Subaproveitada, a habilidade de encerrar uma questão pode se revelar a melhor estratégia de sobrevivência

A HABILIDADE de compreender quando encerrar uma questão é uma grande conquista. No mínimo, reflete boas maneiras de quem dela se beneficia. Em casos extremos, pode se revelar a melhor estratégia de sobrevivência ou a única opção adequada numa situação infeliz. Mas é coisa subaproveitada.
Se da habilidade de dar cabo de um assunto em tempo favorável eu mesma um dia tirei pouquíssimo ou nenhum proveito, disso não me orgulho. Hoje procuro não subestimar as oportunidades de bem-estar que essa perícia proporciona, e dela faço propaganda. Porque o Rio é grande, São Paulo é imensa, e mesmo uma cidade microscópica é vasta para quem não arrasta correntes.
Eu me lembrei da utilidade do conceito graças a uma amiga morena, de cabelos dourados farmaceuticamente (caso raro em que a química não convida à vulgaridade, mas ajuda a natureza), recém-liberta de uma relação estável. Chegasse o homem de bom ou mau humor, no meio da noite ou só na semana seguinte -ela estava. Embora, às vezes, o paradeiro dele fosse desconhecido -ela sempre estava. A isso eles chamavam estabilidade, não sem certa razão.
Pouco antes de deixar o apartamento em direção a sua nova solteirice, bem situada na boca dos 30 (faz 29 anos sob o signo de touro, a moça da cabeleira dourada), ela abraçou a chance de tomar esse caminho tão pacífico quanto desprezado pelos que preferem alongar-se em debates estéreis: de um só golpe, terminou. Sem dê-érre nem possibilidade de múltiplos falsos recomeços, coisa que costuma distender cadáveres de relacionamentos até despedaçá-los para além do luxo da reconstituição da mortualha em forma de amizade.
A parte demorosa e cansativamente reavaliada que os levara até ali, afinal, já havia acontecido. Bastava olhar para trás, para os últimos meses juntos, e reconhecer: não estava bom para ninguém. O que ela não entendeu, então, foi por que ele não podia perceber essa configuração imensamente favorável, a condição de fazerem um corte rápido e limpo, e aproveitá-la também.

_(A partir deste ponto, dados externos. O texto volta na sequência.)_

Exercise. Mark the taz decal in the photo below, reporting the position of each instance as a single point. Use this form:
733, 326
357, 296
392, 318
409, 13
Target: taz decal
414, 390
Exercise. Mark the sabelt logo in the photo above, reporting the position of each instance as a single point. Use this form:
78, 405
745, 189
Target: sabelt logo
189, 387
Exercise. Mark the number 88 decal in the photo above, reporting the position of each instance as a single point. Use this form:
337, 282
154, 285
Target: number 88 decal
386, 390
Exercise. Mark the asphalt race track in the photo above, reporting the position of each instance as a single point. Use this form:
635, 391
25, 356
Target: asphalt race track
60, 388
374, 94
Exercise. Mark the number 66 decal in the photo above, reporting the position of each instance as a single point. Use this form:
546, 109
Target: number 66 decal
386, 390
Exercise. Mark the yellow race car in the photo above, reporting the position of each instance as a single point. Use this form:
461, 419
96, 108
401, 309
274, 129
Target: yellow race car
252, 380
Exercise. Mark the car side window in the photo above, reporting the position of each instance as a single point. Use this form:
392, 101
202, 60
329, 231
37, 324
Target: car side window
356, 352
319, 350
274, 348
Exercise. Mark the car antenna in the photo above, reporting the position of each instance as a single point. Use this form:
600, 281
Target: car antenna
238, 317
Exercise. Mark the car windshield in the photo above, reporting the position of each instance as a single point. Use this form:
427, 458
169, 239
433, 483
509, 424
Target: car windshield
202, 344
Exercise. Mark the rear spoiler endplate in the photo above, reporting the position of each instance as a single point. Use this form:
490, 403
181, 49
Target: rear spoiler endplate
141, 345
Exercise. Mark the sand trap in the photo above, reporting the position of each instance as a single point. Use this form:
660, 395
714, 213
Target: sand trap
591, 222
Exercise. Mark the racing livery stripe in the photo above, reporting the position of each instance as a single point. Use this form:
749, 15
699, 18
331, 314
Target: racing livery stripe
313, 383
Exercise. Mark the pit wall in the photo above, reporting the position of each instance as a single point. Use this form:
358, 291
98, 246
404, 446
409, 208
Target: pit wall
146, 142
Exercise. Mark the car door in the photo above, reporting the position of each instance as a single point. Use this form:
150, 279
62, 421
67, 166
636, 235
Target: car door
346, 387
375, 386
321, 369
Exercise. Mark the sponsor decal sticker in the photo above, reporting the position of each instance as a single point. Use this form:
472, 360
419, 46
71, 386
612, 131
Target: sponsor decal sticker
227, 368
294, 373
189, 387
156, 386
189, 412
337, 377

"Do jeito que eu vejo, a conta já "tava" paga: o garçom já tinha passado o cartão na maquininha e até aquele canhoto azul tinha sumido, amassado dentro da minha bolsa. Para que ficar agora sentado à mesa, quebrando palitinhos e discutindo o preço do couvert?"
Ela quis dizer, creio eu, que todos os momentos não tão fantásticos ou francamente detestáveis da relação, quando os argumentos de um e de outro colidiram e produziram insatisfação para os dois lados, que todos os episódios nos quais sua história se mostrou arrastada, todas as vezes em que ela ou ele pensaram "Quero ir embora daqui" e esse "aqui" eram as trincheiras cavadas nos cômodos do apartamento, de onde passaram a observar aquele que se tornara o inimigo, todas essas coisas os isentavam de discutir o fim. Tinham sido a tradução plena do mesmo.
Acontece que, de repente, ele quis falar sobre sentimentos. Ali, na hora de ela tomar o táxi de vez. Como se o processo inteiro não tivesse cumprido o seu propósito de erodir e avacalhar os tais sentimentos que, quando ainda eram bons e fortes, até justificariam uma discussão. Como se ela já não tivesse entregado as chaves na noite anterior, e como se abrir mão das chaves não tivesse sido o resultado de uma decisão que haviam tomado precisamente porque suas vontades não combinavam mais. Então, naquele momento, ela só queria e só podia dizer a ele -nada.